In 2012, after we started standardizing our API development and management thinking using API definitions, the expansion of the API lifecycle was set into motion with the introduction of an API design-first way of thinking from the Apiary team. API definitions allowed us to get our development and management house in order, but also begin collaborating, mocking, and having a conversation around our API designs, way before we began the costly process of writing code.

In 2015, I am tracking on API definitions driving over 17 separate stops along this fast evolving API lifecycle. While some API providers who are further along in their API journey are incorporating all of these stops, many API providers who are just getting going, are still learning about all the stops along this modern API lifecycle. Part of this evolution is establishing just exactly what is your companies API lifecycle, something that can be a very personal thing, and we'll need more of our tooling to help us quantify this.

This is why I was happy to see evidence of API lifecycle management built into the tooling with the new AWS API Gateway. In my earlier post on the potentially very powerful API orchestration with the Amazon API Gateway:

Going beyond the types of integration you can employ when crafting, and deploying APIs using the Amazon API Gateway, the platform also provides a way to define stages that APIs will exist in from design, development, QA, production, or any other stage you wish. I like the concept of having a stage defined for each API, designating where it exists on the API life-cycle.
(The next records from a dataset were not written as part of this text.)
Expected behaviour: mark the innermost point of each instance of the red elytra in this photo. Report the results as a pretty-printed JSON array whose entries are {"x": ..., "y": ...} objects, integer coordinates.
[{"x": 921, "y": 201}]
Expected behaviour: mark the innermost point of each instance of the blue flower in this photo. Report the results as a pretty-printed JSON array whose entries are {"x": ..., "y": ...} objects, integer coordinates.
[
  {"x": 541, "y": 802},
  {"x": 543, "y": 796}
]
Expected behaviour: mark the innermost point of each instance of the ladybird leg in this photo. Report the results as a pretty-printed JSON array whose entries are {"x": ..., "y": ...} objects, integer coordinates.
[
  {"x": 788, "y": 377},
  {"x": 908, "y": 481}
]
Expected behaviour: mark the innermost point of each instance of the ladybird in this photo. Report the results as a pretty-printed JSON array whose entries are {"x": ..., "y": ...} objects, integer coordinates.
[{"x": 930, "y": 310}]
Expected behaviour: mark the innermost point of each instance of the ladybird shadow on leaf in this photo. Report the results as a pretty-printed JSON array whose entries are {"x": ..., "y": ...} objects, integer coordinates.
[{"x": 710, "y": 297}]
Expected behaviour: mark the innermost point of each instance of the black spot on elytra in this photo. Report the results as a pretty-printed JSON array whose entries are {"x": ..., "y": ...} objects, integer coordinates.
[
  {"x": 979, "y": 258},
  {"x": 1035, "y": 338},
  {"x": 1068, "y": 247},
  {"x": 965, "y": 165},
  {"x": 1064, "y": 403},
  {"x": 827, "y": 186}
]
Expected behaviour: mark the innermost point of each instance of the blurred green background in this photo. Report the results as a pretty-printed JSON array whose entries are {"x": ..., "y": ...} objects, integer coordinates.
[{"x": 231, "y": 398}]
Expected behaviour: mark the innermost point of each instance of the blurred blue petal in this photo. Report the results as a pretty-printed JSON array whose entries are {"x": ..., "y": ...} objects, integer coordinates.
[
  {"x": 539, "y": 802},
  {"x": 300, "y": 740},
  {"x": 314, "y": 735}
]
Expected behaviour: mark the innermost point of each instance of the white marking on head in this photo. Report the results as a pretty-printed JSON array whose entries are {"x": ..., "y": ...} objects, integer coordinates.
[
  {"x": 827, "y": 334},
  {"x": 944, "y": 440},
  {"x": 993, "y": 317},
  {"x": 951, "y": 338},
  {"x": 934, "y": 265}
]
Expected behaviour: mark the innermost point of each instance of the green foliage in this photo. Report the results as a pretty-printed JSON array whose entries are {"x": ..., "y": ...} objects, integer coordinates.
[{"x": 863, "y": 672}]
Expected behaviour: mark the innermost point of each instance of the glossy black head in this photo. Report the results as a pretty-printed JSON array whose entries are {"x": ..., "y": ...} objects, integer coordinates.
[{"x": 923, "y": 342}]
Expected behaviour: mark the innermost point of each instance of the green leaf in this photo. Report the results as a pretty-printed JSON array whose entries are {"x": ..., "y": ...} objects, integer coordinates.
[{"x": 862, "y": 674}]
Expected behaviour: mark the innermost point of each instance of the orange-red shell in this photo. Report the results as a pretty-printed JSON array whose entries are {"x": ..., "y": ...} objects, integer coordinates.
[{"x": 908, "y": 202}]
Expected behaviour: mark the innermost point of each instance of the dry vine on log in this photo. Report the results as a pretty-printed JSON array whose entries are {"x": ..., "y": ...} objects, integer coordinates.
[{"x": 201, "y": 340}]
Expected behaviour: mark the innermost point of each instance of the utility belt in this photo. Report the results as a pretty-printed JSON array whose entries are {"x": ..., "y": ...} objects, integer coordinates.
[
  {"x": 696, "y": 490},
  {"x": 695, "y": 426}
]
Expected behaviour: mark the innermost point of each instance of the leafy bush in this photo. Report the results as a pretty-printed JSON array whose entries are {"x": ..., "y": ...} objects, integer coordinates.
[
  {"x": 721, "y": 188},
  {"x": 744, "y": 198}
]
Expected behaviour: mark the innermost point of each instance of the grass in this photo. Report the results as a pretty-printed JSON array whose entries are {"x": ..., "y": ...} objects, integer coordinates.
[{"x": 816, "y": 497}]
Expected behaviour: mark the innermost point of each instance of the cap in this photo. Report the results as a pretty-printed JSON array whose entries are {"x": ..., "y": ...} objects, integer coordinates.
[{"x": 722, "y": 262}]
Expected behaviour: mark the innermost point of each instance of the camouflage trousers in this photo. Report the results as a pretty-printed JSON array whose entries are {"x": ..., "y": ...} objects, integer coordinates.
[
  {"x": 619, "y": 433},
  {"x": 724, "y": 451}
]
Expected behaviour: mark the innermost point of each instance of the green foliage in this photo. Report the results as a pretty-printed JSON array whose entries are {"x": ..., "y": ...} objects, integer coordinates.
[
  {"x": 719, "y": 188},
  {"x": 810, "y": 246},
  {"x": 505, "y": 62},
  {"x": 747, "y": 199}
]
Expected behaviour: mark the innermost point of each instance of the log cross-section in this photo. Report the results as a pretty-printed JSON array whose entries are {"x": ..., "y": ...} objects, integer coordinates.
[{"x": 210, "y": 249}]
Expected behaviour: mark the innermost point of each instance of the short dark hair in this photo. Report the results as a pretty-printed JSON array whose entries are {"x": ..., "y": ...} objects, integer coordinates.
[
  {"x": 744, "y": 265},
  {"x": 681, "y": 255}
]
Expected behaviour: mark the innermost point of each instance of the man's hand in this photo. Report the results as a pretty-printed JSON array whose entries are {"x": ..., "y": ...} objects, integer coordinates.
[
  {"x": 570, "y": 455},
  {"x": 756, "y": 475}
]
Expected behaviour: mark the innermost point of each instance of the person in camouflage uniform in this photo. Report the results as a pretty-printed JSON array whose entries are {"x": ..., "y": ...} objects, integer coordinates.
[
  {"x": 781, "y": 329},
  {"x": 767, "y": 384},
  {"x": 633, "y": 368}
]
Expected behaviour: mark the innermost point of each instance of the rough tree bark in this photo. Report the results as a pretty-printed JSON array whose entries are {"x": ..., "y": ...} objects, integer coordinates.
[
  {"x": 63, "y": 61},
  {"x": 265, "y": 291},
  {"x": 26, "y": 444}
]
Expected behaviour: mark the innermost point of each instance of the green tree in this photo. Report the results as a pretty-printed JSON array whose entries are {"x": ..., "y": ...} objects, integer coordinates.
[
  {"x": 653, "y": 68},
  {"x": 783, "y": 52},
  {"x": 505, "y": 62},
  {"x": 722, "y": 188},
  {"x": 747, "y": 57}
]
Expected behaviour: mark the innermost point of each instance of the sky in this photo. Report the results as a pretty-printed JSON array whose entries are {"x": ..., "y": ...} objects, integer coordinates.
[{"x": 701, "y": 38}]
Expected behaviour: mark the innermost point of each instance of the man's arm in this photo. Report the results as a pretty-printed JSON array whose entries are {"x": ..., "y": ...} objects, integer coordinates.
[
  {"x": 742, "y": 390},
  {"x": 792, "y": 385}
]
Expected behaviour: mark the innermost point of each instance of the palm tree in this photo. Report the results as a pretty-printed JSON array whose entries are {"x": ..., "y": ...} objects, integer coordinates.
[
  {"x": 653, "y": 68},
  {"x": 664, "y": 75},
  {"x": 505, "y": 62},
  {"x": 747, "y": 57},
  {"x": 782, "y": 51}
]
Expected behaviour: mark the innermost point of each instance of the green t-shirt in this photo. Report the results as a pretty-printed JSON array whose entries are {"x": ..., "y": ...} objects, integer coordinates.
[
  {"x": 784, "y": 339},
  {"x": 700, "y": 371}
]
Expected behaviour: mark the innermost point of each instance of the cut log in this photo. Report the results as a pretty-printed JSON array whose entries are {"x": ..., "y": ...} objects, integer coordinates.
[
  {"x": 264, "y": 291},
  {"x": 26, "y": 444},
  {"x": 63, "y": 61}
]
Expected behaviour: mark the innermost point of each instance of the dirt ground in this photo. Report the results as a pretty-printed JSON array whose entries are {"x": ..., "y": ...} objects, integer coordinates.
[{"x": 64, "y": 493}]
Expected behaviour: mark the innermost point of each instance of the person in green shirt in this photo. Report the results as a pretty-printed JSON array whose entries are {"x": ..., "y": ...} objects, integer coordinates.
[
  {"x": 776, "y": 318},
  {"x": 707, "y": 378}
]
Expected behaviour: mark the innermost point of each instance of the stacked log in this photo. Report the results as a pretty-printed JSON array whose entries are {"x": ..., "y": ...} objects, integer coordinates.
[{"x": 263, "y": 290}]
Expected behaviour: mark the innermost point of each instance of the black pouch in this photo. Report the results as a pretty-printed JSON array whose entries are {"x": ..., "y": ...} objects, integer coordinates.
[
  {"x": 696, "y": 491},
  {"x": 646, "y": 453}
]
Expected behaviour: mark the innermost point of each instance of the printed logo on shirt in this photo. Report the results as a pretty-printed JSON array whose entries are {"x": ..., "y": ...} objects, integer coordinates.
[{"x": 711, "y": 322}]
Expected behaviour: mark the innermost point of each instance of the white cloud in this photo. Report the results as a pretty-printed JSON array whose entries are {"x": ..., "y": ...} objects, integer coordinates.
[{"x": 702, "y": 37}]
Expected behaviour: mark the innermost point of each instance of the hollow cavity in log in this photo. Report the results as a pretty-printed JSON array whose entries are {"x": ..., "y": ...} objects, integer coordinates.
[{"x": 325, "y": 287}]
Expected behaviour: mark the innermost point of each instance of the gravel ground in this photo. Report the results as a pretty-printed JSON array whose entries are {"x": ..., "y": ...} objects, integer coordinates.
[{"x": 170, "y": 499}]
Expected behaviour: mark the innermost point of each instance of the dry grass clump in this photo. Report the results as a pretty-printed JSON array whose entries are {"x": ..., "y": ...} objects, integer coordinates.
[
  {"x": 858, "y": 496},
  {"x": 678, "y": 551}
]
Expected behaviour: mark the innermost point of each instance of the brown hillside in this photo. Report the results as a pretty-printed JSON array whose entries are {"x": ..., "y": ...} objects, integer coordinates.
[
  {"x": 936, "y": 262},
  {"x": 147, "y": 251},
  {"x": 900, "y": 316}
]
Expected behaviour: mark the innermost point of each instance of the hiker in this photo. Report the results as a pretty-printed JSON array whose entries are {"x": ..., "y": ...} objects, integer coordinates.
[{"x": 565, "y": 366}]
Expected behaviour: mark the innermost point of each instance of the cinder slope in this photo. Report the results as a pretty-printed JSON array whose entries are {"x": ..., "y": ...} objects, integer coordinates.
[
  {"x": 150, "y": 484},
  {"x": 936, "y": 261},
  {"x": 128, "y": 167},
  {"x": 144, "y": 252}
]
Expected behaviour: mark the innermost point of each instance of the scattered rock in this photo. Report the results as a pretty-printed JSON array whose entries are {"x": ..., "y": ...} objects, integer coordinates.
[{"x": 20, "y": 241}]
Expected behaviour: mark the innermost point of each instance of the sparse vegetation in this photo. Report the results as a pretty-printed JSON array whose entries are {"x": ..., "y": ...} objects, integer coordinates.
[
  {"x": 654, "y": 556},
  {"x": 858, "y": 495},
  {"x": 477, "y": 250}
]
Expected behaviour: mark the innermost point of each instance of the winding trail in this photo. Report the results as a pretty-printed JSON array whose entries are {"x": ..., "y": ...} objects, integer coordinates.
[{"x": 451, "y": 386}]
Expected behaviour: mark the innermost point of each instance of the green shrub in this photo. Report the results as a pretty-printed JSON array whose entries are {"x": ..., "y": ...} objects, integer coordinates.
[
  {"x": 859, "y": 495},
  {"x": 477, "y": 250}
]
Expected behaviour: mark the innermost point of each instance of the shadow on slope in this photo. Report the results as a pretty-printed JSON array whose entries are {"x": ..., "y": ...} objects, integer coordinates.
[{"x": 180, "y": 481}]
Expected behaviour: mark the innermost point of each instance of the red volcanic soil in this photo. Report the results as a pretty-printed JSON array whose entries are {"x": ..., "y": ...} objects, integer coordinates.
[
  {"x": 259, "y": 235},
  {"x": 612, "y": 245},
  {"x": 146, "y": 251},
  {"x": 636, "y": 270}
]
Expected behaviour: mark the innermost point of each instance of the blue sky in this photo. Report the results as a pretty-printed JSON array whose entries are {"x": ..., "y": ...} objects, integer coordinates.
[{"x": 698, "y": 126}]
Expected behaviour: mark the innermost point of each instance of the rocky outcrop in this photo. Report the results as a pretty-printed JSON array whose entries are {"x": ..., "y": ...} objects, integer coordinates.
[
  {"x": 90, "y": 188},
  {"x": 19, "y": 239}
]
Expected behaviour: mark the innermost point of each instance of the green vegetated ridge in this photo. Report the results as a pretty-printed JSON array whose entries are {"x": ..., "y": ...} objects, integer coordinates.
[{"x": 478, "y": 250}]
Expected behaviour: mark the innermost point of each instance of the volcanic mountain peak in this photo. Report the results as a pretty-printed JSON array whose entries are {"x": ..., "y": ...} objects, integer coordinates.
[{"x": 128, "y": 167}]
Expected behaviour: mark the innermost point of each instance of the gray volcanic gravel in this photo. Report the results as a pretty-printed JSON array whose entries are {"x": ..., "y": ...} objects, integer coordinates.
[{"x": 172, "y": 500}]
I tend to just have dev and prod, but this might make me consider this a little more deeply, as it seems to be a big part of defining the API journey.

In my opinion, this is a sign of things to come. Right now it is just basically a way to tag your APIs, and define which stage of the API lifecycle they are in, but I can see see these stages being used to organize various stops along the API lifecycle, in a meaningful way for your API team. You could put testing and performance as part of your QA stage, and you can setup monitoring and security for your APIs that are in production, and much more.

While it is still coming into focus for me, I see the 17+ stops along the API lifecycle as something that could be organized into these various API lifecycle stages. I do not think there will be one API lifecycle blueprint to rule them all, but this new approach would allow API teams to craft their own vision, and allow them to share these blueprints for other teams to follow, either internally, or even publicly.

I hope we'll see more API service providers consider where they fit into the overall API lifecycle of their consumers, and provide features that helps users define what this means to their team. Maybe eventually we'll end up with a common language and tooling for helping API providers discuss and operate within a more coherent, flowing, and meaningful API lifecycle.